Les rassigaires vont par deux : lou chabrièr, ou le chevrier,en équilibre sur la bille, et lou reinal,
l'autre scieur de long. Ils forment un couple d'ouvriers, une équipe
avec une communion de mouvements précis, synchrones.
Ils débitent les billes de bois, dans le sens de la longueur afin
d'obtenir selon les cas, des poutres, des madriers, des pannes ou des
chevrons, des planches épaisses ou même des voliges...

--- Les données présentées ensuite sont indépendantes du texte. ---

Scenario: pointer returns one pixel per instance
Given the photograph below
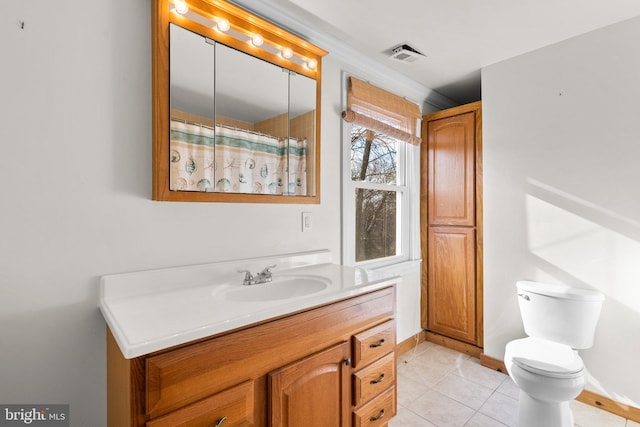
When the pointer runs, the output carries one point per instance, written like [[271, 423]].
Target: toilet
[[546, 366]]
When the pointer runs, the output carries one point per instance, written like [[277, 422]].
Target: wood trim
[[460, 346], [473, 106], [587, 397], [479, 229], [410, 343], [609, 405]]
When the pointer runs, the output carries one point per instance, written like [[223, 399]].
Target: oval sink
[[282, 288]]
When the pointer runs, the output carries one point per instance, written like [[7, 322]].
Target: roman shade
[[382, 111]]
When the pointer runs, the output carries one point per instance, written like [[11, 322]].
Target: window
[[378, 196], [374, 172]]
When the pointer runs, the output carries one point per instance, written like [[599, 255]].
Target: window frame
[[407, 189]]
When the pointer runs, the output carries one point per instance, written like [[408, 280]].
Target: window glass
[[373, 156], [376, 219]]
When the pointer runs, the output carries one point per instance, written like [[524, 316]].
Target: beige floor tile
[[509, 388], [409, 390], [441, 410], [502, 408], [588, 416], [472, 370], [481, 420], [406, 418], [464, 391], [444, 388], [424, 372]]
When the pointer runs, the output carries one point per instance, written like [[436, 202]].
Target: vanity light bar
[[256, 40]]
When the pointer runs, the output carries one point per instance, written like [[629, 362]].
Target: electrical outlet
[[306, 221]]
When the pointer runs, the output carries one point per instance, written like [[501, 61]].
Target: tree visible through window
[[374, 169]]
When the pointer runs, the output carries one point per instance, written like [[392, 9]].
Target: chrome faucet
[[263, 277]]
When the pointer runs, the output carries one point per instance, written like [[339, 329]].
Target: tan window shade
[[374, 108]]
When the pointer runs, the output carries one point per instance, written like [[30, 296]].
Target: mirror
[[241, 122]]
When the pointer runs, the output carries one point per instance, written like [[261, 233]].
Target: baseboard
[[453, 344], [588, 397], [410, 343]]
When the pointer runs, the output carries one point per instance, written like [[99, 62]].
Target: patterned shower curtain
[[235, 161]]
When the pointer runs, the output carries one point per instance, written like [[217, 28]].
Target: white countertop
[[152, 310]]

Le premier scieur, juché nu-pieds sur le chevalet (la chèvre, en île de france) -la chabra- s'appelle donc lou chabrièr (le
chevrier). Son travail consiste à conserver l'équilibre, remonter la
scie et – affaire plus sérieuse – guider le fil de la lame suivant le
trait noir qu'a laissé sur la bille un cordeau de chanvre préalablement trempé dans une solution d'eau et de cendre de paille, tendu fortement, pincé puis relâché
Le second s'appelle lou reinal.
La scie ne mords qu'au mouvement descendant et il fournit tout
l'effort. Au fur et à mesure qu'il avance vers le chevalet, il doit se
courber de plus en plus. Il travaille des reins...
C'était ainsi autrefois dans le Cantal...et ailleurs.